BU GÜNLERDE METİN OKTAY’I ÖZLÜYORUM BİLİYOR MUSUNUZ?

Bu günlerde Metin Oktay’ı özlüyorum biliyor musunuz? Zaten Galatasaray ne zaman kötü gitse tribünler onun adına şarkılar yazar ve söyler…

Yine kötü bizim takım. Hem rahmetli Metin Oktay’ın ölüm yıldönümü bugün hem de Gaziantep ile maçımız vardı. Hem merhumu andık hem maçı izledik. Ama takım o kadar kötü idi ki1-0 yenmemize nerede ise sevinecektik. Halbuki bu takımın böyle mi oynaması gerekir.

Yıllardır transfer transfer… Hocaların en iyisi ama sonuç ortada.

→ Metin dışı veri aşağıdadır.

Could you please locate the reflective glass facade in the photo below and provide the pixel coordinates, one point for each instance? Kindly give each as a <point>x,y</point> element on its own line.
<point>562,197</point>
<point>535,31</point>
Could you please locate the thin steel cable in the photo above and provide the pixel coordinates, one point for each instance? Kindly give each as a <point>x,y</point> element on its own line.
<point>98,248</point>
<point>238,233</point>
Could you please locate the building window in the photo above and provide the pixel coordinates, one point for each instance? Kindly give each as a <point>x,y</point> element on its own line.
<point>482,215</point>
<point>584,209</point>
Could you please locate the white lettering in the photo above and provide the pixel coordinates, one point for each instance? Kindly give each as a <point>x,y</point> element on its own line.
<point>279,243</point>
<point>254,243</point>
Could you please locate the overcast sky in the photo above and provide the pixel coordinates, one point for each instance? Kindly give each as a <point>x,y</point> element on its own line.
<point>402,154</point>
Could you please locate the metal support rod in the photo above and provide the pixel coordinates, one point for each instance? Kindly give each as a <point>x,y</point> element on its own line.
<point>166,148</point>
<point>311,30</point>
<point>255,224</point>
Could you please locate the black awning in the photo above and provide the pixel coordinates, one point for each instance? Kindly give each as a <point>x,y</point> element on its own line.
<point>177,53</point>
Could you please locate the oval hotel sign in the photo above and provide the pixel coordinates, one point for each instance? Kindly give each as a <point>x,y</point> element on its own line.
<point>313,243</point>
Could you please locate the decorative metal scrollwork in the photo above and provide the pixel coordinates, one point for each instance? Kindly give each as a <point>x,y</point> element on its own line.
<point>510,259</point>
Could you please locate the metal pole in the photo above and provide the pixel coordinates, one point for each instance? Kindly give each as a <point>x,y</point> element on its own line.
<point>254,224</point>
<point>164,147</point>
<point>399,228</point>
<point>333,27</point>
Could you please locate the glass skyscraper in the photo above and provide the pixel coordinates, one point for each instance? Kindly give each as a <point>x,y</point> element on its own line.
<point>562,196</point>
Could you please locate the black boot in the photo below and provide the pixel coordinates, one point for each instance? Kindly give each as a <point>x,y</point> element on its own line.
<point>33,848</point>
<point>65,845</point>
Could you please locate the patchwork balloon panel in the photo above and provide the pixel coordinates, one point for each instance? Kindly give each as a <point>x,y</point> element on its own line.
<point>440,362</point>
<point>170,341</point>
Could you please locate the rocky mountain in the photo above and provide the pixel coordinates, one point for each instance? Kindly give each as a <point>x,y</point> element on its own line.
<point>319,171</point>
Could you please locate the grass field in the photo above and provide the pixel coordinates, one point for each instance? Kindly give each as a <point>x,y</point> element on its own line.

Geçen ayda yazdım. Eksik bir şeyler olduğunu. Tabii ki Hakan Şükür bu takımda 100 sene oynayamayacaktı. Tabii ki Hasan Şaş futbolu bir gün bırakacaktı. Ama yönetim bu iki kıdemli ve takım ruhu oluşturan futbolcularımızın yerini bir şekilde doldurmalı idi. Bu illaki futbolcu olarak da olmayabilirdi. Ama menajer, ama futbol şube sorumlusu olur. Bir şekilde bu boşluk doldurulmalı idi. Zaten yöneticilik başarısı da budur…

Yoksa Galatasaray’ın kadrosu bu lig yeterlidir. Her mevkii için 2 as adam vardır. Yabancıları iyidir. Ama takım ruhunu Sayın Adnan Polat mutlaka sağlamalıdır. Zaten birkaç gündür duyduğum – okuduğum da bu yönde. Bu arada geçde olsa Misimoviç transferini bitirdiği için yönetime tebrikler. Hoş biraz geç kaldılar. Avrupa’dan elenmemizi beklediler herhalde. Ama ne yapalım buna da şükür. Insua’da sakatlık ve formsuzluklar sebebi ile devamlı takımdan eksik kalan Hakan Balta ve Çağlar Birinci’ye takviye olarak alındı sanırım. Buda mantıklı bir transfer. Ancak takım ruhu olmadıkça hiçbir transfer bizi neticeye götürmeyecektir. Zira Misimoviç’de Wolsburg’da bir takım oyuncusu idi.